Painfully misguided, Tammy is the result of a collaboration between McCarthy and her husband Ben Falcone, who co-wrote the screenplay with McCarthy and who also handled the directing chores.
Tammy finds McCarthy playing the title character, the wayward granddaughter of an aging alcoholic (Sarandon).
After being fired from her job at a fast-food franchise, McCarthy's Tammy sets out on a road trip with her grandmother, who supplies the car -- an aging Cadillac -- and the money that supports a journey toward Niagara Falls, a stop on grandma's bucket list.
All of this takes place over the objections of Tammy's mother (Allison Janney), who understands that grandma is both a diabetic and a drunk, and shouldn't be let loose on an unsuspecting world.
Sarandon may be game for anything, but she's given scenes that struck me as embarrassing: carrying on in the backseat of a car with a guy (Cary Cole) she meets in a bar or having a drunken outburst at a Fourth of July party thrown by her lesbian cousin (Kathy Bates).

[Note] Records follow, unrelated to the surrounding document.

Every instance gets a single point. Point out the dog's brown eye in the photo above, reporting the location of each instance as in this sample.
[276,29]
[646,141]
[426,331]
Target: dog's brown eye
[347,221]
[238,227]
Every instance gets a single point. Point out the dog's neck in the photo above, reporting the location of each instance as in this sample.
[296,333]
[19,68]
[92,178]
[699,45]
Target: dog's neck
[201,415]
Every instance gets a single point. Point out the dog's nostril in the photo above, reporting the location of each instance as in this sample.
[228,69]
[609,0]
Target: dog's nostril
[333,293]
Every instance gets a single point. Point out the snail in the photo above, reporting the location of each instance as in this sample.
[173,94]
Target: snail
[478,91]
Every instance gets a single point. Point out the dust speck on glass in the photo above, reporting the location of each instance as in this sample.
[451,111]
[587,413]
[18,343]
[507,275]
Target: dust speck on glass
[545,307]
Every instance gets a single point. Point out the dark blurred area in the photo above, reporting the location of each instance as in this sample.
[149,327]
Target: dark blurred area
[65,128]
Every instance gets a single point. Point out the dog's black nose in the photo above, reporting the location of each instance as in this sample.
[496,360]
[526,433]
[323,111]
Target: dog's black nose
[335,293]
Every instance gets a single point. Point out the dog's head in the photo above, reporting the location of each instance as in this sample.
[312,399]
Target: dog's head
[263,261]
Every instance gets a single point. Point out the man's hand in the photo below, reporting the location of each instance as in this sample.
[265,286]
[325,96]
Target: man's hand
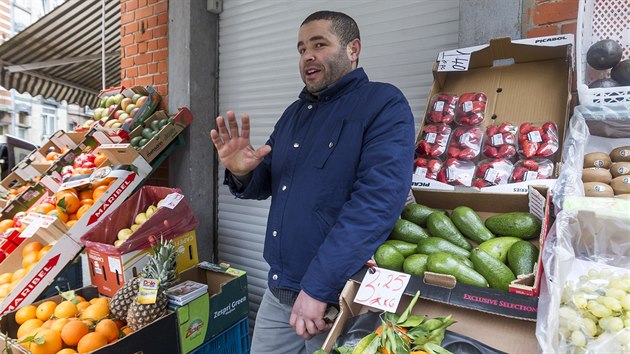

McCarthy's luckier: Her previous comic roles have immunized her against embarrassment. Here, she plays a foul-mouthed woman whose husband (Nat Faxon) is having an affair with a neighbor (Toni Collette).
As is the case with many crude comedies, Tammy feels the need to sentimentalize its main character before it's done, something like an boisterous drunk who ends the evening crying in his beer.
Tammy 's told -- via lame dialogue Bates delivers with unnecessary conviction -- that she needs to take control of her life and stop wallowing in self-pity.
She's supposed to do this even though her drunken aunt has grabbed a microphone and told the partying lesbians that Tammy's a fat loser worthy of the nickname "cheeseburger."
Sarandon has been made to look as old as possible, even to the point of donning artificially swollen ankles, but she's never convincingly dissolute.
In what may have been intended as a comic high point, Tammy puts a paper bag on her head and robs a fast-food outlet after fashioning another paper bag into a pretend revolver. She needs money to bail grandma out of jail.
If this was intended as the movie's comic high point, it's not much of one.
Mark Duplass plays the son of the man who picked up grandma in a bar and a potential love interest for Tammy, the movie's lone representative of normalcy.
Tammy tries to get by making lame jokes about old folks, dishing out crude humor and toying with the image McCarthy has created in previous comedies such as Identity Thief, The Heat and, of course, in Bridesmaids, the movie that provided her with a breakthrough role.
Maybe because it's summer, Tammy even finds an excuse to blow up grandma's car. If only that had happened before grandma and Tammy had had a chance to get into it.